DETROIT — Pitt and Eastern Michigan don’t exactly have a lot of history, with the two programs meeting just twice before Thursday’s matchup in the 2019 Quick Lane Bowl.
But that didn’t stop the nationally televised event from Ford Field from getting a little bit testy.
On a second-half punt return, EMU cornerback Kevin McGill was ejected after spitting on Pitt safety Jazzee Stocker in a post-whistle skirmish.
Then in the game’s final moments, Eastern Michigan quarterback Mike Glass III threw open-fisted punches at Pitt linebacker Cam Bright and safety Paris Ford.
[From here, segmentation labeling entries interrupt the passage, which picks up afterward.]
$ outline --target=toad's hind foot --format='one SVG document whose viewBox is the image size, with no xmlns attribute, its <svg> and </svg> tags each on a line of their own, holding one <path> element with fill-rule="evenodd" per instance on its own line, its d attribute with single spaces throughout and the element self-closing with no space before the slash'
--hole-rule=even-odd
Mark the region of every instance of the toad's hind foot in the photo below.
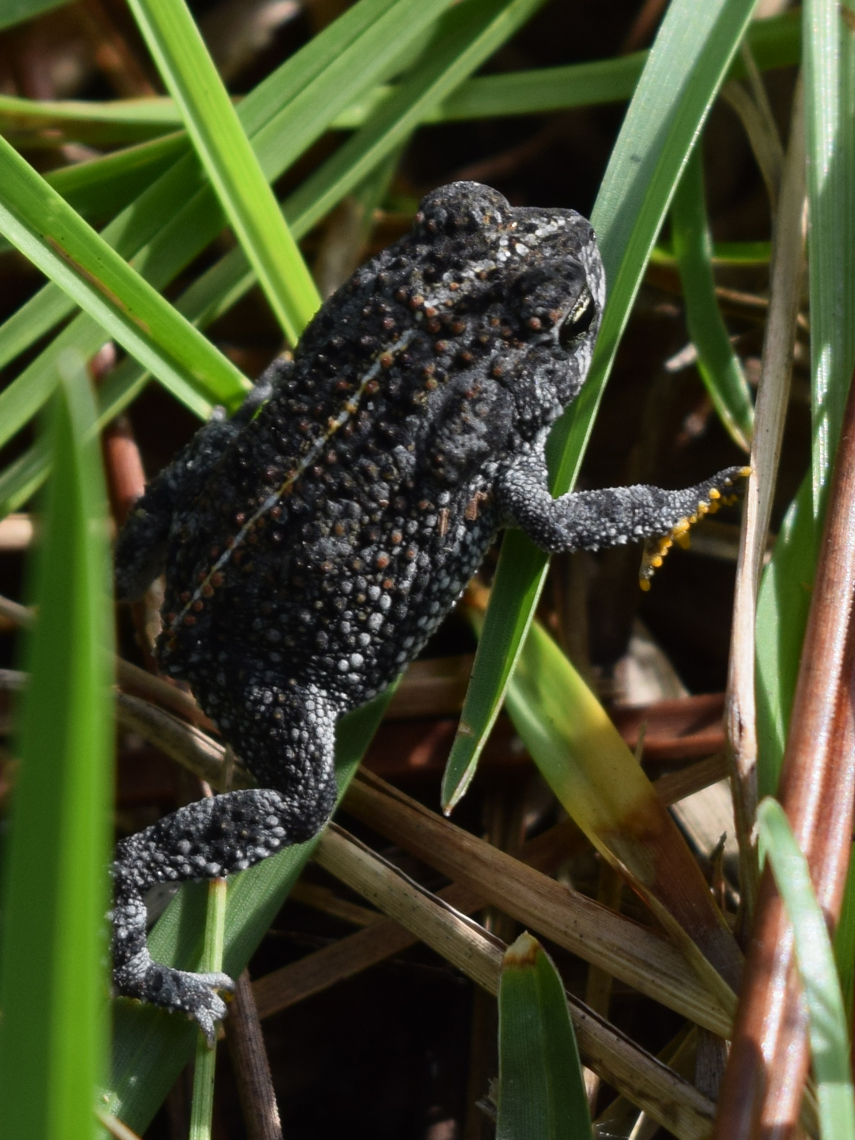
<svg viewBox="0 0 855 1140">
<path fill-rule="evenodd" d="M 668 534 L 651 535 L 645 540 L 638 570 L 638 585 L 642 589 L 650 589 L 650 579 L 661 567 L 662 560 L 675 543 L 684 549 L 689 547 L 689 532 L 695 522 L 707 514 L 715 514 L 720 506 L 727 506 L 739 498 L 742 491 L 739 484 L 750 473 L 750 467 L 728 467 L 705 483 L 673 492 L 675 503 L 679 503 L 686 513 L 671 526 Z"/>
<path fill-rule="evenodd" d="M 228 974 L 189 974 L 152 961 L 148 951 L 135 955 L 115 971 L 116 988 L 128 997 L 187 1013 L 205 1035 L 209 1049 L 217 1041 L 217 1023 L 226 1016 L 226 1002 L 217 993 L 234 993 Z"/>
</svg>

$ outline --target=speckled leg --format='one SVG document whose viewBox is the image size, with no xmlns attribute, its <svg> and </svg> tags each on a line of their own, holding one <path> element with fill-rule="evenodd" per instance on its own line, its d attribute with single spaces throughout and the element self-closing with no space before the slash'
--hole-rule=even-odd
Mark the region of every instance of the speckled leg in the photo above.
<svg viewBox="0 0 855 1140">
<path fill-rule="evenodd" d="M 744 474 L 744 467 L 728 467 L 685 490 L 638 484 L 571 491 L 554 499 L 546 482 L 546 464 L 531 454 L 514 464 L 497 495 L 511 522 L 542 549 L 596 551 L 649 538 L 679 537 L 698 516 L 714 510 Z"/>
<path fill-rule="evenodd" d="M 199 800 L 119 844 L 113 866 L 113 979 L 119 993 L 182 1010 L 214 1040 L 226 1013 L 217 990 L 225 974 L 190 974 L 152 960 L 145 894 L 156 882 L 212 879 L 243 871 L 315 836 L 335 804 L 336 708 L 307 686 L 285 691 L 253 678 L 204 694 L 201 703 L 233 740 L 251 741 L 244 763 L 266 783 Z M 242 732 L 243 730 L 243 732 Z"/>
</svg>

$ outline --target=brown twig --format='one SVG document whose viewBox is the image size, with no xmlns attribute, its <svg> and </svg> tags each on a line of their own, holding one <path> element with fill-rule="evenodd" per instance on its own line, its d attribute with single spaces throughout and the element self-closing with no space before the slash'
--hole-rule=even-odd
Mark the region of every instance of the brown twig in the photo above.
<svg viewBox="0 0 855 1140">
<path fill-rule="evenodd" d="M 831 926 L 840 913 L 855 793 L 855 384 L 850 385 L 790 718 L 779 797 Z M 758 896 L 717 1140 L 785 1140 L 799 1117 L 808 1048 L 792 938 L 768 868 Z"/>
<path fill-rule="evenodd" d="M 250 1140 L 282 1140 L 270 1062 L 246 970 L 237 979 L 235 997 L 229 1004 L 226 1041 L 237 1080 L 247 1137 Z"/>
</svg>

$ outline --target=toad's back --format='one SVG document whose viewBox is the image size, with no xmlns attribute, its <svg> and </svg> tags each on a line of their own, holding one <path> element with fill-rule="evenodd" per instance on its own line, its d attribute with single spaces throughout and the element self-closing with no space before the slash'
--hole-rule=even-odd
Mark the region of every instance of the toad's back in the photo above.
<svg viewBox="0 0 855 1140">
<path fill-rule="evenodd" d="M 268 374 L 271 398 L 176 512 L 168 671 L 198 682 L 246 659 L 349 707 L 450 608 L 500 521 L 492 484 L 526 431 L 515 365 L 540 335 L 523 294 L 544 252 L 497 197 L 358 271 Z M 589 237 L 569 211 L 548 218 L 553 259 L 577 251 L 573 226 Z"/>
</svg>

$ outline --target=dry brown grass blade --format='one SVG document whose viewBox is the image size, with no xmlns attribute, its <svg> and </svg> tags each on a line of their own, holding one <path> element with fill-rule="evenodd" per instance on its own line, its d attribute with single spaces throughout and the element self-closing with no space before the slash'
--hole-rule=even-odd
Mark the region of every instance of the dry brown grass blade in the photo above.
<svg viewBox="0 0 855 1140">
<path fill-rule="evenodd" d="M 700 760 L 683 772 L 661 776 L 654 784 L 665 804 L 674 803 L 681 795 L 706 787 L 718 780 L 723 773 L 724 758 L 711 757 Z M 561 862 L 578 854 L 588 845 L 571 820 L 564 820 L 554 828 L 530 839 L 520 853 L 522 862 L 545 873 L 553 871 Z M 439 897 L 463 913 L 472 913 L 484 904 L 475 890 L 451 883 L 439 893 Z M 255 1002 L 260 1016 L 269 1017 L 288 1005 L 310 997 L 321 990 L 336 985 L 388 958 L 399 954 L 417 939 L 391 919 L 381 919 L 369 929 L 357 930 L 323 950 L 307 954 L 296 962 L 258 978 L 253 983 Z"/>
<path fill-rule="evenodd" d="M 855 796 L 854 592 L 855 384 L 850 384 L 779 788 L 820 905 L 832 925 L 840 913 Z M 767 868 L 722 1085 L 718 1140 L 793 1135 L 807 1065 L 792 938 Z"/>
<path fill-rule="evenodd" d="M 246 970 L 237 979 L 225 1028 L 249 1140 L 282 1140 L 270 1062 Z"/>
<path fill-rule="evenodd" d="M 335 824 L 320 839 L 316 858 L 478 985 L 497 993 L 505 947 L 482 927 L 443 905 Z M 570 995 L 568 1004 L 579 1050 L 591 1068 L 679 1140 L 709 1135 L 714 1106 L 708 1098 Z"/>
<path fill-rule="evenodd" d="M 751 838 L 757 814 L 757 725 L 755 705 L 755 621 L 766 535 L 781 454 L 796 342 L 805 256 L 805 130 L 801 84 L 792 109 L 781 202 L 775 222 L 768 323 L 757 393 L 752 474 L 746 489 L 742 535 L 733 602 L 730 677 L 725 724 L 740 850 L 740 880 L 747 914 L 757 894 L 757 854 Z"/>
<path fill-rule="evenodd" d="M 344 806 L 538 934 L 699 1025 L 728 1035 L 733 1010 L 719 1001 L 722 987 L 707 988 L 660 935 L 491 847 L 376 776 L 355 781 Z"/>
</svg>

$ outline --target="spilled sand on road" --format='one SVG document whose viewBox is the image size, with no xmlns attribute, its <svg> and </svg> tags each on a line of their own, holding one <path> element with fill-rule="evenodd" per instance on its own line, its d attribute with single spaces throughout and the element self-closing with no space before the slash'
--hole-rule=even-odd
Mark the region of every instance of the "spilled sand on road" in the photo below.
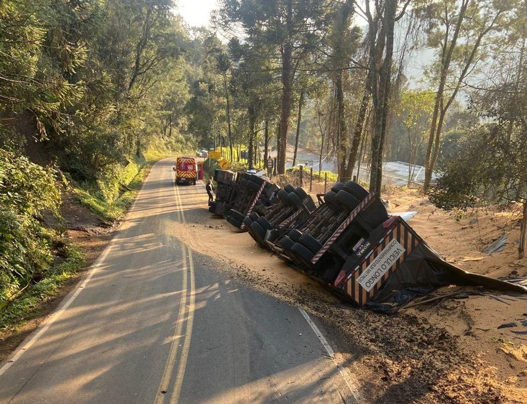
<svg viewBox="0 0 527 404">
<path fill-rule="evenodd" d="M 320 186 L 319 185 L 319 186 Z M 493 277 L 525 276 L 517 259 L 513 209 L 479 211 L 458 221 L 417 191 L 394 189 L 383 197 L 392 211 L 418 210 L 409 223 L 434 249 L 463 269 Z M 343 304 L 318 283 L 258 248 L 194 200 L 194 223 L 176 226 L 178 237 L 196 251 L 223 262 L 222 269 L 251 287 L 302 307 L 326 323 L 339 360 L 358 380 L 366 401 L 376 402 L 527 402 L 527 341 L 497 329 L 527 314 L 527 300 L 507 303 L 486 296 L 446 300 L 387 316 Z M 475 215 L 475 213 L 474 213 Z M 509 234 L 504 251 L 489 256 L 483 246 Z M 450 291 L 447 288 L 438 293 Z"/>
</svg>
To make matters worse for him, Glass actually missed Ford and made contact with an official instead. He was ejected and EMU had to run the final play with its backup quarterback.
Though Ford was assessed a personal foul, none of the Pitt players involved escalated the situation or even retaliated in kind when confronted with a clear violation of the rules.
“That’s not who we are,” Eastern Michigan coach Chris Creighton said after the game. “Absolutely zero excuse for what happened, and he knows it. He made a mistake and he is truly sorry for it.” Glass formally apologized on Twitter after the game.
Pitt head coach Pat Narduzzi said that was a focus point after some unspecified incidents between the teams in Detroit in the days leading up to the game.
“We talked about it coming into the game,” Narduzzi said. “There was some escalation during the week during the bowl time and I talked to our guys several, several times that even during the pre-pregame, we’re just going to shut our mouths, we’re going to talk with our pads, and that’s what we did. Our kids did a good job.”
Pitt did receive a personal foul — actually six personal fouls — for an illegal celebration after Damar Hamlin’s interception in the second half. Hamlin was joined in celebrating by Bright, Ford, Damarri Mathis, Dane Jackson and Saleem Brightwell, which is against the rules in college football.
All six were assessed personal fouls and Pitt lost 15 crucial yards, helping to force the Panthers into a 51-yard Alex Kessman field goal instead of a shot at the end zone.
“I wasn’t happy with the interception celebration that No. 3 put on,” Narduzzi said. “I wasn’t real happy with that one. But other than that, our kids held their composure.”